O carro apareceu do nada, dobrou a esquina como se já estivesse esperando por alguma vítima desavisada.
David e Ellen caminhavam pela calçada de mãos dadas, tinham saído de uma estação de trem que ficava distante poucas quadras daquele lugar e mesmo andando sempre atentos a tudo o que acontecia a seu redor, levaram mais tempo do que deveriam para perceber que o carro realmente queria atropelá-los.
Era um carro preto, grande, um sedan, com vidros muito escuros; manteve os faróis apagados até alcançar seu objetivo de atingir com violência algum pedestre; o impacto contra a frente do automóvel jogou David alguns metros à frente de encontro a parede de uma loja que naquela hora da noite já estava fechada, de fato, já passava das 23Hs e, naquela, que era uma rua comercial, não havia qualquer movimentação de pedestres desde as 19Hs. Ninguém costumava passar por ali depois de certo horário porque, por ser deserta, aquela rua era também um local propício para assaltos e coisas do gênero, entretanto, vez por outra alguém como aquele casal desafiava as estatísticas e cruzava tal caminho perigoso ignorando o risco.
Ellen foi lançada para o lado caindo na rua junto da guia; tudo aconteceu rápido demais, ela ouviu o estalo do osso da própria perna partindo com o impacto lateral da lataria do carro contra sua carne e em seguida ouviu também o golpe seco do capô do veículo contra o corpo de seu namorado arremessado para frente. Curiosamente nem o capô nem a frente do veículo sofreram qualquer tipo de dano, devia ter algum tipo de proteção ou blindagem que o permitisse suportar certa intensidade de impacto sem qualquer deformação.
_ David!! _ ela gritou, mas não houve resposta.
Seu namorado bateu a cabeça com muita força contra uma coluna que sustentava a porta de uma loja e perdeu os sentidos imediatamente. Ellen procurou pela sua bolsa onde havia posto o celular, precisava ligar para a polícia rápido, ela pensava que o motorista estivesse embriagado e embora o carro estivesse parado, atravessado sobre a calçada, julgou que ele fosse dar marcha à ré e fugir sem prestar socorro, mas não foi o que aconteceu.
Depois de alguns segundos a porta do carro se abriu vagarosamente pelo lado do motorista e um homem saiu do veículo, vestia um terno preto, gravata também preta com direito até a um pequeno prendedor dourado, usava sapatos sociais, extremamente engraxados, luvas de couro e, estranhamente, mantinha óculos escuros em plena noite.

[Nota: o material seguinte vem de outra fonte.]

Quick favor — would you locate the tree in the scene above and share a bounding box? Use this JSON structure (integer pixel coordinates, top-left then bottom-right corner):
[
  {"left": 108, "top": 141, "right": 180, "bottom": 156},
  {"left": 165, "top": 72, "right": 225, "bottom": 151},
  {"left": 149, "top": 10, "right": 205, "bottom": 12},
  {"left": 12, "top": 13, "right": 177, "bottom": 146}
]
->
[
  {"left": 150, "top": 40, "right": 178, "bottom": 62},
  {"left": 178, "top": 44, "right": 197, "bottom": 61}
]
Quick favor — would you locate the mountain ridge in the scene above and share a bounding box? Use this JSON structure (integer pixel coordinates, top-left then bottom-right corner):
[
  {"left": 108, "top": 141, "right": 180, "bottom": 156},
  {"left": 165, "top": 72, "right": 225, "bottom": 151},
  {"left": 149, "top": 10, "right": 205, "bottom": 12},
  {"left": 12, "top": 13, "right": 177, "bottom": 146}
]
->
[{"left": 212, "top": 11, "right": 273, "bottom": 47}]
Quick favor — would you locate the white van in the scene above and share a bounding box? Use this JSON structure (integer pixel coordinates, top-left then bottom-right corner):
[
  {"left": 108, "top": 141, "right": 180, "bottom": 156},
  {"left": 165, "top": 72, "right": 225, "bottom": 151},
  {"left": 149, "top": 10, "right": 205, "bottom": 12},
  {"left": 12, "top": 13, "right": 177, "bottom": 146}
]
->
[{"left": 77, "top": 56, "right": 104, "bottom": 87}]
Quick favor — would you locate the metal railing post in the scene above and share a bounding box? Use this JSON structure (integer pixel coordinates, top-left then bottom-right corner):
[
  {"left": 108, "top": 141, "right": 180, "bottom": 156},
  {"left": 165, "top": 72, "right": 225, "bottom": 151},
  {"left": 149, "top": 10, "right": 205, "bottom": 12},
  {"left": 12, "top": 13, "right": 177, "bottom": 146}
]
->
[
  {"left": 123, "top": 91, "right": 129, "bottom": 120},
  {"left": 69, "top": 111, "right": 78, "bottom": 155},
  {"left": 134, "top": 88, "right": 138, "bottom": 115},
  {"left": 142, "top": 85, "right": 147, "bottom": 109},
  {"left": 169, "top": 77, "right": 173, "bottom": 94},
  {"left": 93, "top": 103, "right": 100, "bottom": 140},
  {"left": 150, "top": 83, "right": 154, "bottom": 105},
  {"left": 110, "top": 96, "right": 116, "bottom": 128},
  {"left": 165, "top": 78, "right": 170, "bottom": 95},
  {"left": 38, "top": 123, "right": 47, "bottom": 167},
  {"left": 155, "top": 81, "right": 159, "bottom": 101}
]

Aquele homem olhou primeiro ao redor e em seguida para David caído de forma completamente antinatural, o braço esquerdo e a perna direita do jovem no chão estavam revirados de uma forma que só era possível se ambos estivessem quebrados. Ellen ficou quieta sem saber o que fazer, ela continuava tentando desesperadamente encontrar o telefone dentro de sua bolsa repleta de todo tipo de coisas, mas a tarefa parecia impossível, o nervosismo a estava atrapalhando, além do que, a dor que sentia na perna era aguda e a estava desconcentrando.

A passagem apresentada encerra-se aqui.